In March 2026, the Eighth District Court of Appeals upheld Judge Russo's decision to deny her appeal. Shirilla is currently incarcerated at the Ohio Reformatory for Women. Shirilla will be eligible for parole in October 2037.

== Legacy ==
Shortly after the news of the crash, friends of Russo and Flanagan created a small memorial near the crash site to show their support. The family of Davion Flanagan later created the Davion Flanagan Memorial Scholarship to provide educational support to "aspiring barbers" to honor his intention of becoming a barber.

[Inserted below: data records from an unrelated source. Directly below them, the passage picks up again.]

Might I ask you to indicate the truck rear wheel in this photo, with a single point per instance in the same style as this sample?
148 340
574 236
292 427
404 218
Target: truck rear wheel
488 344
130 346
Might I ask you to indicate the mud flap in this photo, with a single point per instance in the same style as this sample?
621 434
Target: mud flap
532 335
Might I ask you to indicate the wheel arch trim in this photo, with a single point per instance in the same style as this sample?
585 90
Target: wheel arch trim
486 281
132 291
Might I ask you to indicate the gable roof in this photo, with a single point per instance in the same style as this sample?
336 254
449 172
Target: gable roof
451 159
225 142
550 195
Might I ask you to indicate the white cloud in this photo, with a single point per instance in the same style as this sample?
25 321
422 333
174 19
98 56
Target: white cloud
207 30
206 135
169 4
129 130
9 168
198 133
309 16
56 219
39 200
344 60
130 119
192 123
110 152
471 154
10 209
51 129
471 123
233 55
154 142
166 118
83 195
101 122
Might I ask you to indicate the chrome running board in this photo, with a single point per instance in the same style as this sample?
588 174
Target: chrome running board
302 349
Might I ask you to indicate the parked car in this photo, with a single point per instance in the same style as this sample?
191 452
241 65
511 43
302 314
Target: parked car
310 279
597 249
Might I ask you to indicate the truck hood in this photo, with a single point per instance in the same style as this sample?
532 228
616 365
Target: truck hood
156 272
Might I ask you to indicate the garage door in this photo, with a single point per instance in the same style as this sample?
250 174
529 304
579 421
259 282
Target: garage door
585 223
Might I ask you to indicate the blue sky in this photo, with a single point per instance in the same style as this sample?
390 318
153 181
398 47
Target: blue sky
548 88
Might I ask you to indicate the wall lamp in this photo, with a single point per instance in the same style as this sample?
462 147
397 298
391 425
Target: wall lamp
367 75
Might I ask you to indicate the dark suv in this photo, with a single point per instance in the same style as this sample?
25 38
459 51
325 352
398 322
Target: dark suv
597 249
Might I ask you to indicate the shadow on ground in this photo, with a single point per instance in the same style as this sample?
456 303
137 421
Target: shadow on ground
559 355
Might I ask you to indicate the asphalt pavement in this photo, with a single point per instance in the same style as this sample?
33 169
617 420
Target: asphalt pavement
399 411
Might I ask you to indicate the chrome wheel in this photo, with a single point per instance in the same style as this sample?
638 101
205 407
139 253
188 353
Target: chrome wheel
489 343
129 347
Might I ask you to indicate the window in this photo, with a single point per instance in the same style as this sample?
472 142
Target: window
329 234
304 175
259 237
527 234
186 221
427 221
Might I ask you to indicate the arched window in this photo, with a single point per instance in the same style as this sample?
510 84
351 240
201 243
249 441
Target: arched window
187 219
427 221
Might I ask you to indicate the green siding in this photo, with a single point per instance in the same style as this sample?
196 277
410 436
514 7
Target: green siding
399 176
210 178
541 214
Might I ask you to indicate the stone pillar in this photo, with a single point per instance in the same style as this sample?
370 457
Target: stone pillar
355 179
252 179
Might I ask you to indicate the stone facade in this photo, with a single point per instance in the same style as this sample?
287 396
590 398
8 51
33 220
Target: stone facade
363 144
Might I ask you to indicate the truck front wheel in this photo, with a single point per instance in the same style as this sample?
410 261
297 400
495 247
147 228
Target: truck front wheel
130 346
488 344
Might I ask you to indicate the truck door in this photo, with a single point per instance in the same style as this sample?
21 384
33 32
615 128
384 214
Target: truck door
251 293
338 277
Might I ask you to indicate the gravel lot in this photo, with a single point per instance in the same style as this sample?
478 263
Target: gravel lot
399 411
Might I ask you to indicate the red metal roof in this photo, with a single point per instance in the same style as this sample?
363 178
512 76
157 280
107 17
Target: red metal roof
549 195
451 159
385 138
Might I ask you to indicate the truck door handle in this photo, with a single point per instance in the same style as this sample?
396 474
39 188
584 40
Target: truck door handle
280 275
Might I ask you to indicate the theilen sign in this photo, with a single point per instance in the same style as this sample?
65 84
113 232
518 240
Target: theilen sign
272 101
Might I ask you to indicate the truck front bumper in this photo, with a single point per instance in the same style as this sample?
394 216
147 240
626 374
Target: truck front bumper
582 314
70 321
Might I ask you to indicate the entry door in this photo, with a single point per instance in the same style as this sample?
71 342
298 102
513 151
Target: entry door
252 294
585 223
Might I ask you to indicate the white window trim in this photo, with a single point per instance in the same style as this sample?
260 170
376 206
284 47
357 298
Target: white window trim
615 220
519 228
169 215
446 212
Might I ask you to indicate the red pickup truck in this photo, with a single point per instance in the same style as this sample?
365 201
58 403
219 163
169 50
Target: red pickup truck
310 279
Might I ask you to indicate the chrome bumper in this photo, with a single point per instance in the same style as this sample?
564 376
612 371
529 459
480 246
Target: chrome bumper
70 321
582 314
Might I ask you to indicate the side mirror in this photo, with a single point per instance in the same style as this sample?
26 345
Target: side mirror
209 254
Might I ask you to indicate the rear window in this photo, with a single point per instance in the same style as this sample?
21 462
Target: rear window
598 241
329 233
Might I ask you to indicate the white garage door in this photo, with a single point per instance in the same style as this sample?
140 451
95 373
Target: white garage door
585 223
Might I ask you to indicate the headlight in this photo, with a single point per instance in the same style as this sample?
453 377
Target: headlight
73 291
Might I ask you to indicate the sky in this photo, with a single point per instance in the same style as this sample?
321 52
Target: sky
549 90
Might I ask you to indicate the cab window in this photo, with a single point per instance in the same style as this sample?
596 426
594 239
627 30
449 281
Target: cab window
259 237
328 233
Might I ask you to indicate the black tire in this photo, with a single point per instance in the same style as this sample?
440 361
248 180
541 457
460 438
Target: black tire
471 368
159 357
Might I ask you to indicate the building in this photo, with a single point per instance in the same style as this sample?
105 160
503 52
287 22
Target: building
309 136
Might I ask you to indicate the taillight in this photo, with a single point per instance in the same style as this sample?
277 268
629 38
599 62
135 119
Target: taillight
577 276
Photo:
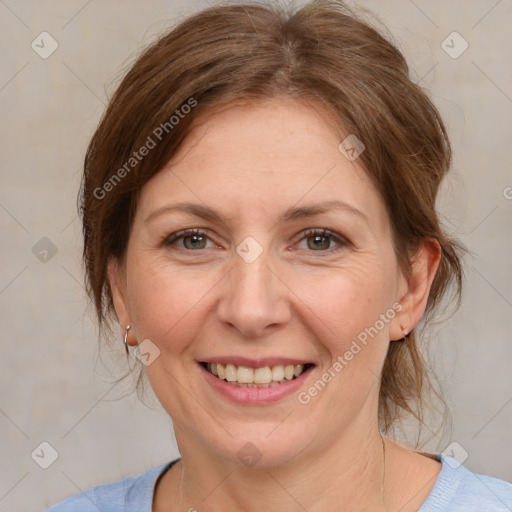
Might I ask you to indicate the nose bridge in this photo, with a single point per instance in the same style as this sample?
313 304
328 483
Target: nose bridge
253 298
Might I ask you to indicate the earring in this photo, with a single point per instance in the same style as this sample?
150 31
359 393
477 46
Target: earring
128 327
405 333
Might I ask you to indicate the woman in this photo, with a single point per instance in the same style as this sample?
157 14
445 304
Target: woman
258 210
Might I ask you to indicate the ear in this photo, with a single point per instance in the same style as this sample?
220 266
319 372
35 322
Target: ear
425 264
117 281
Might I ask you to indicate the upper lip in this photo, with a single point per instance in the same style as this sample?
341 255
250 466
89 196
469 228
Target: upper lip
255 362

==Representation in other media==
Various companies and streaming services have made documentaries about the case. It was featured in a podcast titled Hell on Wheels on YouTube, Court TV made a documentary about the murders on YouTube, and several videos detailing the case were also uploaded to the platform.

True crime series Killer Cases analyzed the case in season 4, episode 12 of the series, which aired on Channel 4 and Apple TV. It was also featured in a documentary by Investigation Discovery in 2025.

A documentary titled The Crash began streaming on Netflix on May 15, 2026.

=== Interviews ===
On May 22, 2025, Shirilla's parents were interviewed for the first time by WKYC. They said they believed the crash was unintentional.

On May 14, 2026, Shirilla's father told NBC News that they believe she is innocent and was "falsely accused of something." He said there was insufficient evidence to convict her of murder and she should have instead been charged with vehicular homicide. Shirilla's mother said their daughter did not receive a fair trial because her lawyer did not use all the information the family provided to defend her. Nor did he call on any of the witnesses he originally told the Shirilla's he had.

Mackenzie Shirilla appears in the documentary The Crash, interviewed by creators Gareth Johnson and Angharad Scott. Her lawyer was present, and she repeated her previous claim of not being able to remember the incident. She said, "I have no recollection of that morning, but I know nothing about it was intentional, because that's not in my character". Shirilla also claimed that she had no intention of causing the accident, saying she was not innocent, but not a murderer either.